Details are in the caption following the image

Lakes susceptible to a potential color shift due to climate warming (n = 3,771). Blue lakes in the first leaf node of Figure 2 that are at risk of shifting to non-blue colors with summer mean surface air temperature increasing by 1°C (n = 513), 2°C (n = 1,351), and 3°C (n = 1,907) to cross the 19.0°C. Color represents the degree of warming summer mean surface air temperature needed to cross the 19.0°C threshold.

4 Conclusions

Our results underscore that lake modal water color is sensitive to climate conditions. Globally, our results suggest that climate change may decrease the percentage of blue lakes. Shifts in lake modal color from blue to green or brown, and vice versa, likely represent a substantial change in ecosystem structure and function (e.g., Hayden et al., 2019; Murdoch et al., 2021; Topp, Pavelsky, Dugan, et al., 2021; Topp, Pavelsky, Stanley, et al., 2021). The nature and mechanisms of these trajectories of change are unknown, and cross-scale interactions between climate change and local controls may lead to nonlinear dynamics and tipping points in lake ecosystems. As an integrative measure of biological and physical conditions within lake ecosystems, water color contains a wealth of information related to clarity (Garaba et al., 2015; Nürnberg & Shaw, 1998; Topp, Pavelsky, Stanley, et al., 2021), turbidity (Garaba et al., 2015), colored dissolved organic matter (Garaba et al., 2015; Nürnberg & Shaw, 1998), chlorophyll (Nürnberg & Shaw, 1998; Webster et al., 2008) and productivity (Nürnberg & Shaw, 1998), as well as phenological shifts (Topp, Pavelsky, Dugan, et al., 2021) and trophic state (Wang et al., 2018). Monitoring lake water color as an Essential Climate Variable (Mason et al., 2010) will be crucial for understanding the impact of climate and land use change on lakes into the future.

Acknowledgments

NASA NESSF Grant 80NSSC18K1398 (ST), NSF-EAR Postdoctoral Fellowship #1806983 (JG). T. Pavelsky’s work was funded via a contract from the SWOT project office at the NASA/Caltech Jet Propulsion Lab.

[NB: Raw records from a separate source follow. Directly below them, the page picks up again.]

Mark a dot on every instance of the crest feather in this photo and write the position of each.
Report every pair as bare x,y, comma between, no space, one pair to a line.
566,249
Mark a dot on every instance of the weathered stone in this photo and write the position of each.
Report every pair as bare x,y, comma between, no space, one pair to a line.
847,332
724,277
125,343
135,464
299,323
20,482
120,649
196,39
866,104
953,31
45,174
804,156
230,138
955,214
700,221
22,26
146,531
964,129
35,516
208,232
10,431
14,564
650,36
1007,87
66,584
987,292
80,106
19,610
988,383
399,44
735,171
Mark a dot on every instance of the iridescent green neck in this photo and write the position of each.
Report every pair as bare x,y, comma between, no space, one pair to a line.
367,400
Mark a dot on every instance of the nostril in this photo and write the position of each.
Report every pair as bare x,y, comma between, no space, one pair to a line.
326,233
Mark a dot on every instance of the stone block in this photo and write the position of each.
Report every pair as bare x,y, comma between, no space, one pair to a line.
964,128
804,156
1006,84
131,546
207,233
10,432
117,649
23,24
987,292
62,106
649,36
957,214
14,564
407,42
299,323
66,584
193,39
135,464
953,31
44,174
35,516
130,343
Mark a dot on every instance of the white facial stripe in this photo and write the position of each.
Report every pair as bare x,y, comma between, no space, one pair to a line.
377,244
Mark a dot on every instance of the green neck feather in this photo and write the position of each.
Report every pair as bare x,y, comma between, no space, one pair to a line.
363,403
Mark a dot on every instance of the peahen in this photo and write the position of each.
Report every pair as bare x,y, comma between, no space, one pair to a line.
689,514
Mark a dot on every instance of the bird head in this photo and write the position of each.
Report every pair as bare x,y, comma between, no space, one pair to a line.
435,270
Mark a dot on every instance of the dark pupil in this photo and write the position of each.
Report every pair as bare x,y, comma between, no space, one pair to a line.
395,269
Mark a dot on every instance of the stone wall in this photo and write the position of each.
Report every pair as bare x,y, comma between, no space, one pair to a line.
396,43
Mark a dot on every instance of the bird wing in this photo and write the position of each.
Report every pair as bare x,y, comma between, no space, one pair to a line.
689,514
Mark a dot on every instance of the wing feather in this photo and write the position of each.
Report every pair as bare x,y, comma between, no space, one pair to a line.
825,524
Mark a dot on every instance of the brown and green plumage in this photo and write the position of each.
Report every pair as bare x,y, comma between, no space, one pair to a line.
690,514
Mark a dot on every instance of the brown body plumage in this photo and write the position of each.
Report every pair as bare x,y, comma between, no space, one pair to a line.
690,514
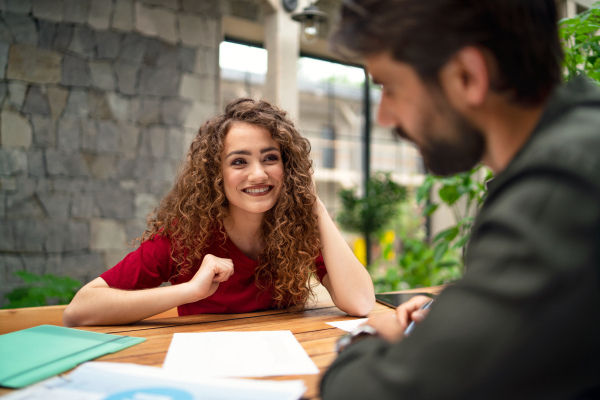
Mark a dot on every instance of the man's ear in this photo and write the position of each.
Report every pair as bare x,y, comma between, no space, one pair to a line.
465,78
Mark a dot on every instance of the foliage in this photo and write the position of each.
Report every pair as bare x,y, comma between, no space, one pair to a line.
581,44
418,267
42,290
463,194
372,213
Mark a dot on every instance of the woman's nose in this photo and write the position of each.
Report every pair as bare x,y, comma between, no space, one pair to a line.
257,173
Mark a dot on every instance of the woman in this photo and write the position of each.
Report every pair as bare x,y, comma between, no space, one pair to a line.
241,230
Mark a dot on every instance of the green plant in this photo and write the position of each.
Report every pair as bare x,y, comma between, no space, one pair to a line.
372,213
418,267
42,290
581,44
469,188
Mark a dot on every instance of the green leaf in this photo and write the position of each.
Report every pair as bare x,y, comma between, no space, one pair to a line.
430,209
440,251
449,194
447,234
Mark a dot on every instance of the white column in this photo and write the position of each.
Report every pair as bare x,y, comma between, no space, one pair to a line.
282,44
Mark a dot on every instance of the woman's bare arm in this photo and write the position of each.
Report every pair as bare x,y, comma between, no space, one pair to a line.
98,304
347,280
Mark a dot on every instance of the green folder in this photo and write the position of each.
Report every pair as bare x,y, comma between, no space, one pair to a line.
33,354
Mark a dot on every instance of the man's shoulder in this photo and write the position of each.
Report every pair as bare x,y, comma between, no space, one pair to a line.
567,140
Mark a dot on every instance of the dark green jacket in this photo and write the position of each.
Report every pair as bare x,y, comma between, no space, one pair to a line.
524,322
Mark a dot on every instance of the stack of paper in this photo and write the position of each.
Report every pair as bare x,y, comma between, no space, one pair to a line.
118,381
238,354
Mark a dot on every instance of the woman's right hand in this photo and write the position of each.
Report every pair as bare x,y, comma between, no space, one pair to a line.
211,273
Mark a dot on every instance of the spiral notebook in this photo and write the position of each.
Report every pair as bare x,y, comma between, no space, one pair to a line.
30,355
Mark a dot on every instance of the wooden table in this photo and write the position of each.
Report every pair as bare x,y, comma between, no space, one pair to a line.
308,326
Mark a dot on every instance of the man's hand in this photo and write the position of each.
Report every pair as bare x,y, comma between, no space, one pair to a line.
211,273
410,311
391,326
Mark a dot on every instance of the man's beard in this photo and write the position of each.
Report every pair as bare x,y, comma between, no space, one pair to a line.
444,152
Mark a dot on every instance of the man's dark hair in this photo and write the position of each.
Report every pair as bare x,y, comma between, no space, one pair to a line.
520,35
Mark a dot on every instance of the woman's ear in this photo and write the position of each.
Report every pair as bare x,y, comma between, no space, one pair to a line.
465,78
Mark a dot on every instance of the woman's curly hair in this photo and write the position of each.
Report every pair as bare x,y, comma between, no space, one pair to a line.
194,210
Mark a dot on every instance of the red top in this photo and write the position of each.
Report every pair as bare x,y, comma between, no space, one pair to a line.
151,264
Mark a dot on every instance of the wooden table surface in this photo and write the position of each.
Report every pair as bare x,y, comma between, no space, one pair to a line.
308,326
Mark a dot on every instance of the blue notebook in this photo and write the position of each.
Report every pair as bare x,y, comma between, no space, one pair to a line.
30,355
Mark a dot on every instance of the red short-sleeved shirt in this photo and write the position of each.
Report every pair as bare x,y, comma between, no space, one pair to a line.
151,264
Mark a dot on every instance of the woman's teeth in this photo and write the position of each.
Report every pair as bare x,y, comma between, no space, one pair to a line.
261,190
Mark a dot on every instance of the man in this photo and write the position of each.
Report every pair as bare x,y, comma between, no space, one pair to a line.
479,80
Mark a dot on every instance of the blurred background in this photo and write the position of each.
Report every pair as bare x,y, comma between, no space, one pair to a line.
99,102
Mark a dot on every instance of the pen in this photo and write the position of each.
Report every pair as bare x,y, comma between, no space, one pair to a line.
411,326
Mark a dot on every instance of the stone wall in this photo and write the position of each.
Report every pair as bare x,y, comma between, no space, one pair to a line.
99,99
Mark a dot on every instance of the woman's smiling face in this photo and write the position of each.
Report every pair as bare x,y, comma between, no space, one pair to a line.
252,169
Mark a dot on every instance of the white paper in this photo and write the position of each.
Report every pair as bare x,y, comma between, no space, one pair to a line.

    Data Availability Statement

    The global lake color data set is available on Zenodo (https://doi.org/10.5281/zenodo.6394574). All code used in analysis and figure making for this paper are available at https://doi.org/10.5281/zenodo.6807573. R statistical software (R Core Team, 2022) and packages tidyverse (Wickham et al., 2019), sf (Pebesma, 2018), and rpart (Therneau & Atkinson, 2022) were used in carrying out statistical analysis and generating figures in this paper.